Samuelson Links Today's Economy to Inflation's Ups and Downs
April 22, 2009 | By Lorna Aldrich
Robert J. Samuelson, columnist for Newsweek and The Washington Post, tied the rise of inflation and its demise from 1960 to the 2000s to the present economic crisis in a speech at the Club April 21.
He referred to his 2008 book, “The Great Inflation and Its Aftermath,” citing its thesis that the rise and fall of inflation was the major economic event of the last half century. He called that rise and fall “more important than globalization and the Internet.” He noted that inflation rose from 1 percent per year in 1960 to 13 percent in the 1980s and then declined in the 1980s and has remained relatively stable since.
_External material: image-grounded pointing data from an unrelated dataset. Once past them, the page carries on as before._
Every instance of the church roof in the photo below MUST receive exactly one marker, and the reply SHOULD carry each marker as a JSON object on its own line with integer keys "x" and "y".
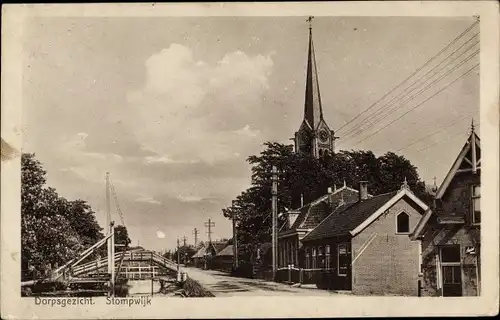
{"x": 313, "y": 110}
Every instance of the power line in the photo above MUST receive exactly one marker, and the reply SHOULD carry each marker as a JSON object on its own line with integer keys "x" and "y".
{"x": 411, "y": 75}
{"x": 435, "y": 132}
{"x": 404, "y": 114}
{"x": 443, "y": 140}
{"x": 393, "y": 101}
{"x": 430, "y": 84}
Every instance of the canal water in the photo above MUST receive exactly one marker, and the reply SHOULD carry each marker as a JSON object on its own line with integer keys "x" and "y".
{"x": 143, "y": 287}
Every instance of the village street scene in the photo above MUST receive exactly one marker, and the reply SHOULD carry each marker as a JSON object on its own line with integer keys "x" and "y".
{"x": 251, "y": 156}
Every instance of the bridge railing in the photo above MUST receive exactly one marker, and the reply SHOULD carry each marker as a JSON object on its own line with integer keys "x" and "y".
{"x": 128, "y": 256}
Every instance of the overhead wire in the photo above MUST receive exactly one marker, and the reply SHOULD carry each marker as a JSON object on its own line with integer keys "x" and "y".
{"x": 381, "y": 109}
{"x": 418, "y": 105}
{"x": 412, "y": 74}
{"x": 442, "y": 140}
{"x": 434, "y": 132}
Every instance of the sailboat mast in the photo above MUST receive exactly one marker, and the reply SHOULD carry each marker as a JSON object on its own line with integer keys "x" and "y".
{"x": 108, "y": 205}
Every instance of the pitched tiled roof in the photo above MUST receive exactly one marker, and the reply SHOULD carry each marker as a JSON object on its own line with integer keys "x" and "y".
{"x": 219, "y": 246}
{"x": 227, "y": 251}
{"x": 348, "y": 217}
{"x": 314, "y": 212}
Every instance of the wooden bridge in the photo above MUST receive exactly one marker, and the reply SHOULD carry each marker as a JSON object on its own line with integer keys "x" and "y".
{"x": 143, "y": 264}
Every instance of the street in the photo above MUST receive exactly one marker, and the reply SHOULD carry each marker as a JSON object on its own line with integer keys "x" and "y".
{"x": 224, "y": 285}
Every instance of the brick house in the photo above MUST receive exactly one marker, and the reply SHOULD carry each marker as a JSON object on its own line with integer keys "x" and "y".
{"x": 304, "y": 219}
{"x": 223, "y": 260}
{"x": 450, "y": 230}
{"x": 364, "y": 247}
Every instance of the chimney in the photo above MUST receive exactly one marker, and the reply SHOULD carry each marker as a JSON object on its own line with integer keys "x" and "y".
{"x": 363, "y": 190}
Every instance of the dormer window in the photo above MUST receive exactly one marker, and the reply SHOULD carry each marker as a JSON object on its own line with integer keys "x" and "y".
{"x": 476, "y": 204}
{"x": 403, "y": 223}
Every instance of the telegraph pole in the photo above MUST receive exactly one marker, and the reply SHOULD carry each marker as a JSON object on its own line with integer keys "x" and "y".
{"x": 184, "y": 254}
{"x": 235, "y": 238}
{"x": 178, "y": 261}
{"x": 274, "y": 193}
{"x": 195, "y": 232}
{"x": 209, "y": 224}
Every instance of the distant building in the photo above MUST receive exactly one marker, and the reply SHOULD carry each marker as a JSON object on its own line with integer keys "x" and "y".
{"x": 199, "y": 257}
{"x": 450, "y": 230}
{"x": 224, "y": 259}
{"x": 365, "y": 246}
{"x": 303, "y": 220}
{"x": 211, "y": 252}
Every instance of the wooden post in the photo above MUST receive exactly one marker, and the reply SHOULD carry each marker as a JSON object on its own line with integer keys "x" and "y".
{"x": 274, "y": 193}
{"x": 112, "y": 260}
{"x": 473, "y": 149}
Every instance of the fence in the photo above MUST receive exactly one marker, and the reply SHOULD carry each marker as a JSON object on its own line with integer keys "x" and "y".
{"x": 292, "y": 274}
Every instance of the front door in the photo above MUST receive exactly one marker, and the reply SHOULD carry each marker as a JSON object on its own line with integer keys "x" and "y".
{"x": 451, "y": 270}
The decline was engineered by the Federal Reserve, led by former Board of Governors Chairman Paul Volker.
The critical consequence of the decline in inflation, and concomitant decline in interest rates, he said, was a run-up in asset prices, both stocks and housing, because asset prices move inversely to interest rates. Consumers reacted to their perceived increase in wealth, he added, by spending more and reducing the U.S. saving rate from 10 percent of disposable income in the 1980s to zero in 2006. At the same time, the economy appeared more stable, generating only two recessions.
“All these good things went to excess,” he said. The perception that risk had declined led to risky decisions, subprime mortgages being a prime example, he said.
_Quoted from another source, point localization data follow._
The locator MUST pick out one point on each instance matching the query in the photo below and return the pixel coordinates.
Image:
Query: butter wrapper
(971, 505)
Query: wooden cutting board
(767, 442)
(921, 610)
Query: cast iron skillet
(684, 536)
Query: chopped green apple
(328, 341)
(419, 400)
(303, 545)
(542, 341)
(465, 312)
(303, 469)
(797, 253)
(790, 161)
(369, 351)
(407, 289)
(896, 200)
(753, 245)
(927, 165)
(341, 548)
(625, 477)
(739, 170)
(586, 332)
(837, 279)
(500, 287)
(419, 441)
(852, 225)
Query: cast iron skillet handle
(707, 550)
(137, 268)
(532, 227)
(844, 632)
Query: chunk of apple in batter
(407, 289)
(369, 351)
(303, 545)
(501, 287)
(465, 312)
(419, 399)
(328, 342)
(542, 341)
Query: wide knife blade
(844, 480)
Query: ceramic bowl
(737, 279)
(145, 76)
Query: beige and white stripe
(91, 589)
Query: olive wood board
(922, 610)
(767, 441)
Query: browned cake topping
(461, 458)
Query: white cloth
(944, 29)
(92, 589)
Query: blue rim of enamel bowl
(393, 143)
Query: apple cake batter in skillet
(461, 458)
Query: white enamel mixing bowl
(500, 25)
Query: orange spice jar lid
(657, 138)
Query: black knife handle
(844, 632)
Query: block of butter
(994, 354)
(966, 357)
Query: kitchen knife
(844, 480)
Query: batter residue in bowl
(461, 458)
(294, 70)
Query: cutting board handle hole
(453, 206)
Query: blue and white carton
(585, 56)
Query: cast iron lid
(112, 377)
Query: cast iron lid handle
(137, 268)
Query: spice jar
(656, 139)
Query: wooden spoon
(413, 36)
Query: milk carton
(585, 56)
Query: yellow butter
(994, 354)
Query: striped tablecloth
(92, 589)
Samuelson offered reasons for both optimism and pessimism with respect to ending the current crisis.
On the optimistic side, he said, “Business cycles do end.” He cited some classical business cycle developments: cars wear out creating pent-up demand and inventories decline inducing production. In addition he expressed confidence that central banks would not repeat the mistakes of the 1930s that exacerbated the Great Depression. Also, leaders are more willing to “try to spend their way out of recession” now.
Reasons for pessimism are more “literary,” he said, meaning more institutional and possibly more psychological. Like Britain after WWI, the United States cannot play the dominant role in the world economy that it has played in the past, he noted. Also, as in the 1930s, exchange rates are “misaligned.” The dollar is overvalued because it does still serve as a basic reserve and trade currency, a situation that raises demand for it and hence its value, he explained. He believes the Chinese currency is undervalued as a conscious policy.
Samuelson said he has come to believe that “expectations are fundamental to what happens in the economy.” On economists, whom he claimed to admire and even befriend, he said, “Even when they’re wrong, they sound right.”